Cats, dogs and chickens, slinked, romped and strutted across our view and once again I was reminded of the lyrics from the 1986 Chris De Burgh song 'Fatal Hesitation';
The cafes are all deserted, the streets are wet again.
There's nothing quite like an out of season holiday town in the rain.
When the tourists go and the cold winds blow,
and my girl is on a plane, home.
You can see how lovely Big Pebble Beach is in this Saturday's Sailing A B Sea YouTube video and judge for yourself about the size of the pebbles.
More big winds forecast
Checking the weather forecast, especially wind speed and direction, is a daily ritual done before anything else every morning on board A B Sea. The main reason we're so interested in wind speed and direction is because that gives us a good indication as to how comfortable (or not) we are going to be in the harbour (or at anchor) and in the case of extreme winds an indication that we need to seek shelter in a protected bay.

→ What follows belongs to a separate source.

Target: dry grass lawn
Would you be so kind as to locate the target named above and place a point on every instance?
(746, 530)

Just recently we had to leave Kaş harbour and spend 3 nights in Kaş marina because the wind and waves could've seriously damaged our home. When the coast guard relocates their vessel to the marina it's probably wise to follow suit. You can see how smashed up Kaş harbour area got during the previous storm here. Storm smashes Kaş harbour
So when big winds were forecast to blow from the east we had mixed feelings. Kaş harbour entrance/exit faces to the south east and the distance out of the harbour to the coastline is quite short which means that there's not a lot of open water for the east wind to create big waves. That's good, it wasn't going to get too rocky and rolly.

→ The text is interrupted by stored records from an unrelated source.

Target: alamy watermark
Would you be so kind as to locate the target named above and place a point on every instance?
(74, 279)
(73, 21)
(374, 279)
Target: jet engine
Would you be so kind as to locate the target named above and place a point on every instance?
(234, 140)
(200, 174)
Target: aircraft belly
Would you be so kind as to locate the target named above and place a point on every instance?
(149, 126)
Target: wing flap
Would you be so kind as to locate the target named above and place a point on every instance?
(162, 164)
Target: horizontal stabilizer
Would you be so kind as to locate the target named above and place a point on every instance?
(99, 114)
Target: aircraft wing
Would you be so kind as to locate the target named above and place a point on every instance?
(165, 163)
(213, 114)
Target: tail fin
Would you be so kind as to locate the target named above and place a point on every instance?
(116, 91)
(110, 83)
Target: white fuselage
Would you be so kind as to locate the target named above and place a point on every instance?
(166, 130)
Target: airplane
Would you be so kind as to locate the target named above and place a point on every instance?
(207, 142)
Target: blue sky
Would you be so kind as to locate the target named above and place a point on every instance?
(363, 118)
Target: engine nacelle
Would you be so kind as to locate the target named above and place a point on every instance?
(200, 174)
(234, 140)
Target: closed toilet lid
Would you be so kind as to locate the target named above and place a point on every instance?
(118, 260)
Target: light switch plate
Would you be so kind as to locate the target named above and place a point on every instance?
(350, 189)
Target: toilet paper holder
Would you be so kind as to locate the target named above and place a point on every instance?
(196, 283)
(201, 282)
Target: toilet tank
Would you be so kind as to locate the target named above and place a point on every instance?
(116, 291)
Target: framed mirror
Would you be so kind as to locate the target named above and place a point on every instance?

The wind was forecast to blow from Wednesday afternoon, all through Thursday and into Friday morning with gusts up to 50km/h (31 mph) or 27 knots. Certainly not deadly wind speeds but enough to keep us awake at night listening for any noises that were out of the ordinary.
We spent some time prepping A B Sea with our sturdier storm lines and generally making sure that everything was battened down. As it turned out Kaş got off fairly lightly and we only had to go through 2 nights of very interrupted sleep and a bit of rock and roll at our berth. The biggest thing that kept us awake were the two big gulets either side of us getting blown onto us and the fenders of both vessels squeaking and creaking against our hull all night.

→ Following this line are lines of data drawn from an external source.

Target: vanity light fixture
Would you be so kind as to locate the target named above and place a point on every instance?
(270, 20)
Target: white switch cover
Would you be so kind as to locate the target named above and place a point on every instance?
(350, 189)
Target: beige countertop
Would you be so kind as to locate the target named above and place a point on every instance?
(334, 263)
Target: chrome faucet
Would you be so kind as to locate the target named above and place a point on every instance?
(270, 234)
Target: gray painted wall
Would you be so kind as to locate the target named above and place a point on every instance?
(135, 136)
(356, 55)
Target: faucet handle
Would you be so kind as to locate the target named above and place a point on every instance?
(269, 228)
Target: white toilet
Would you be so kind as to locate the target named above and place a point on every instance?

Sadly things in Antalya, just 125 kilometres (78 miles) as the crow flies to the north east of Kaş, were not so benign and the weather there was ferocious. On Thursday a couple of cyclones ripped through and resulted in the deaths of 2 people, left 1 missing and 11 injured.
That's not Fog
Saturday morning upon sticking my head out of the companion way hatch I was greeted by what I first took to be fog. My first thought was 'That's strange, it's not that cold.' My second thought was 'The air is not damp.' Looking at the white decks of A B Sea I noticed very fine red dust powdering the surface. What I was seeing was the remnants of a dust storm. A couple of checks around the Interwebs did indeed confirm that the dust had blown 715 kilometres (445 miles) across the Mediterranean Sea from a storm in North Africa.
Lessons learned this week include; never underestimate the power of the wind and never argue with the sea or ocean, they will always win.